Monday, February 4, 2008

Team "A" Week One, Post One

I noticed in reading the JSR book, Washington’s reluctance to lead his nation. I always thought of him as a stand up leader, reading that he chose a democracy and a presidency, turning down a coronation of being king. He seemed so nonchalant in the reading and after 4 years just wanting to head back to “his plow and field”. (page 20 JSR) Yet this actually helped the country. His advisor's, mainly Hamilton, Madison and Jefferson, urged him to run, or as the book puts it to merely sit back and allow his name to be tossed in the hat. This, up until FDR, served as the unwritten headstone rule for the two-year maximum serving time of a president.

It also allowed for the reliance on advisor's and the cabinet, just another departure for a monarchy.
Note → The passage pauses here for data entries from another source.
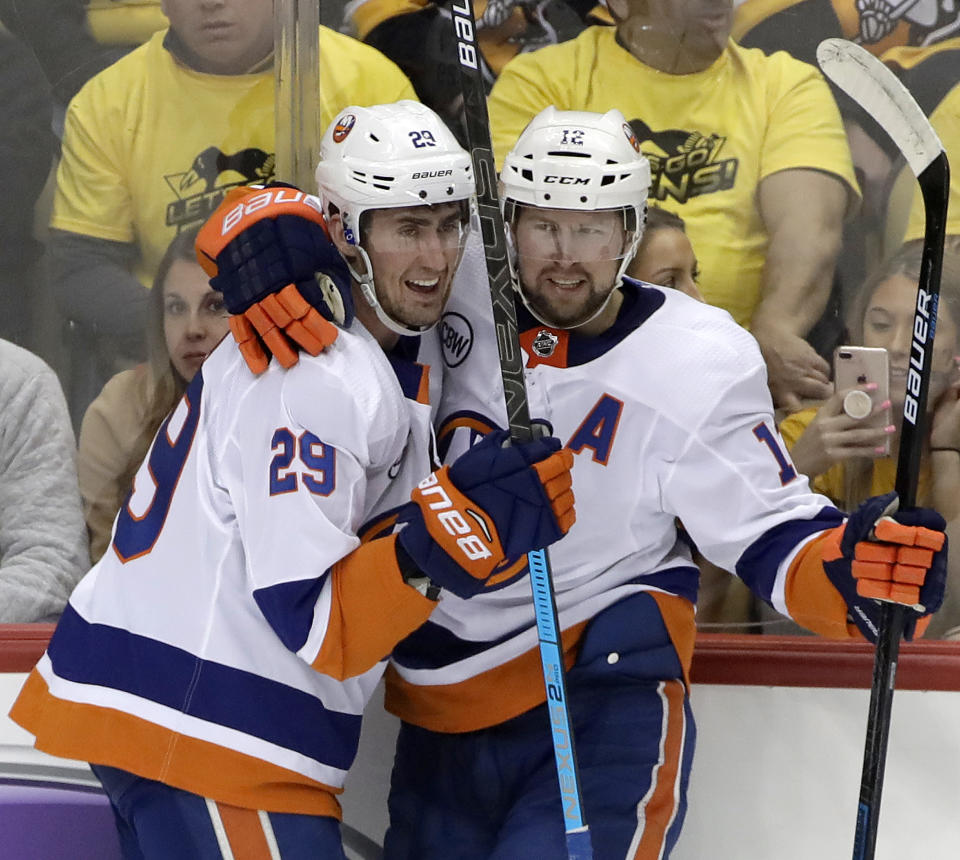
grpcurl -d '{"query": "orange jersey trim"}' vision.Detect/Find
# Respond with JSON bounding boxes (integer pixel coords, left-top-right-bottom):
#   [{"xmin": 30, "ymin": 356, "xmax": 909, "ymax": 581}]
[
  {"xmin": 386, "ymin": 593, "xmax": 696, "ymax": 733},
  {"xmin": 385, "ymin": 620, "xmax": 590, "ymax": 733},
  {"xmin": 313, "ymin": 534, "xmax": 436, "ymax": 680},
  {"xmin": 784, "ymin": 527, "xmax": 862, "ymax": 640},
  {"xmin": 11, "ymin": 671, "xmax": 343, "ymax": 818}
]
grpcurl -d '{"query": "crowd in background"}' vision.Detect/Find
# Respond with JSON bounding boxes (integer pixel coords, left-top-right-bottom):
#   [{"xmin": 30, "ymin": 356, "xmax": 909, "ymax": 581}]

If the first president was a person like Jefferson, who wanted to govern by his own morals, then the presidency would have enormous powers and he would have set incredible precedents. Jefferson purchased the Louisiana territory with no authority to do so, even trying to grandfather it into an amendment later on. Imagine this act done by our first president instead of the third and imagine how far he could have gone with no one following as an example before him.
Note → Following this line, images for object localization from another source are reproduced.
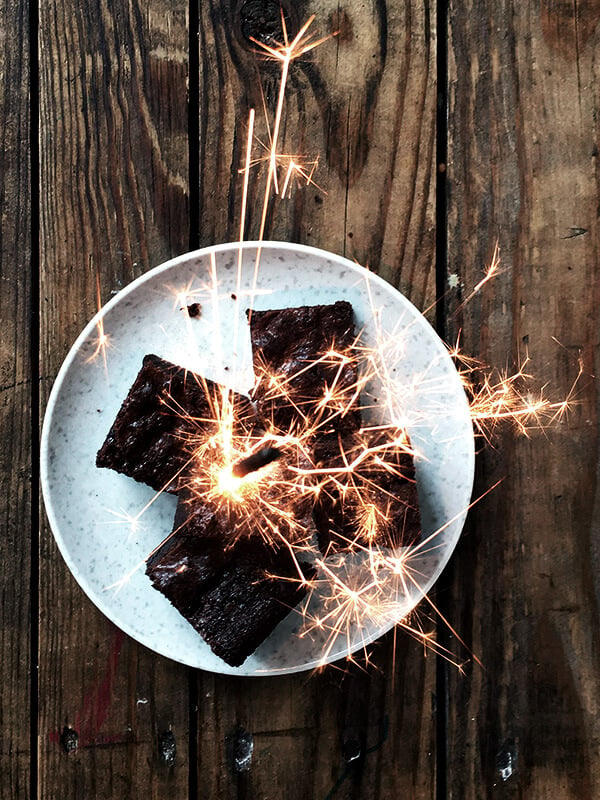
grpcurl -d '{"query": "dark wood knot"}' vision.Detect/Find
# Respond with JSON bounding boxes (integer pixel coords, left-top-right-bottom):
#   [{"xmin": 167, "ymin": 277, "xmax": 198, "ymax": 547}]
[
  {"xmin": 158, "ymin": 729, "xmax": 176, "ymax": 767},
  {"xmin": 59, "ymin": 726, "xmax": 79, "ymax": 754},
  {"xmin": 226, "ymin": 726, "xmax": 254, "ymax": 773},
  {"xmin": 236, "ymin": 0, "xmax": 296, "ymax": 48}
]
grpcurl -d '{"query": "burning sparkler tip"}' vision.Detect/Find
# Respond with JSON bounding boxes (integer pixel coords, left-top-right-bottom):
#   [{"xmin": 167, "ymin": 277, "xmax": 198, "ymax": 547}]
[{"xmin": 232, "ymin": 446, "xmax": 283, "ymax": 478}]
I also noted numerous ties between the election of 2004 and of 1812. These ties can be linked to any of FDR’s reelections as well. The public seems to have more confidence in our leader during war time as well as unwillingness to change the person in charge when there is a war going on. Yet there are caveats to this. The war has to have a sense of hitting home and has to be a large one. For example World War II and the wars in Iraq and Afghanistan connect to the war of 1812 showing that there was imminent danger to the American way of life.

As much as American’s protest for peace and diplomacy over force, there is an overbearing drive to keep our freedoms and way of existence, and if that means war or a fight then we are up for it. Bush won the 2004 election primarily by using the “9-11” tactic and showing the people that this war is not only necessary but a good thing. It also shows the stunning difference of elections after a war and during a war. Since Bush can no longer run, the debates and primaries are about change and the war in Iraq, yet what if it ended and we won? Much like the 1816 election it would be “dull as dishwater” (page 29 Presidential Campaigns) Instead we have been gearing up for this election for the past two years.





-Chris Brower

1 comment:

Anonymous said...

Excellent piece. You wrote: "Jefferson purchased the Louisiana territory with no authority to do so, even trying to grandfather it into an amendment later on."
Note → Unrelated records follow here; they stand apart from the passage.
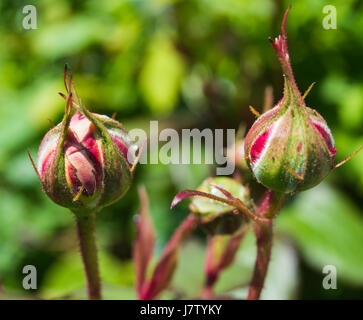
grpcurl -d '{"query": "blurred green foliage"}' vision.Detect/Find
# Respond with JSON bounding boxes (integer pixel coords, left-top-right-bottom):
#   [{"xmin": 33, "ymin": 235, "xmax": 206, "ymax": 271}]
[{"xmin": 0, "ymin": 0, "xmax": 362, "ymax": 299}]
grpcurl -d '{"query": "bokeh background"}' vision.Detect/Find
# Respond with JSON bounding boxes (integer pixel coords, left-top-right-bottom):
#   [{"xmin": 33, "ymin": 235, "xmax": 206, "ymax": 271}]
[{"xmin": 0, "ymin": 0, "xmax": 362, "ymax": 299}]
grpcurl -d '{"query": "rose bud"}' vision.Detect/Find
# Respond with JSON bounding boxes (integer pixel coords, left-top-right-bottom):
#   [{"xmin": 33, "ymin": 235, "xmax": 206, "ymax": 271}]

Republican Congressman Caesar A. Rodney cited the necessary and proper clause of the constitution during the fight. Granted, a very, very, weak argument and quite hypocritical for a strict constitutionalist such as Jefferson (it still makes me shudder) but it was an argument that was made at the time, even though applying it to purchasing foreign territory is a leap and a stretch. Later on, Chief Justice Marshall eventually ruled that the government possesses the power to aquire territory by conquest or treaty *(shudder)*
I find it so ironic that a man such as Jefferson, who always fought and argued for very limited constitutional government, was the President who wound up expanding its powers the most for future precedent.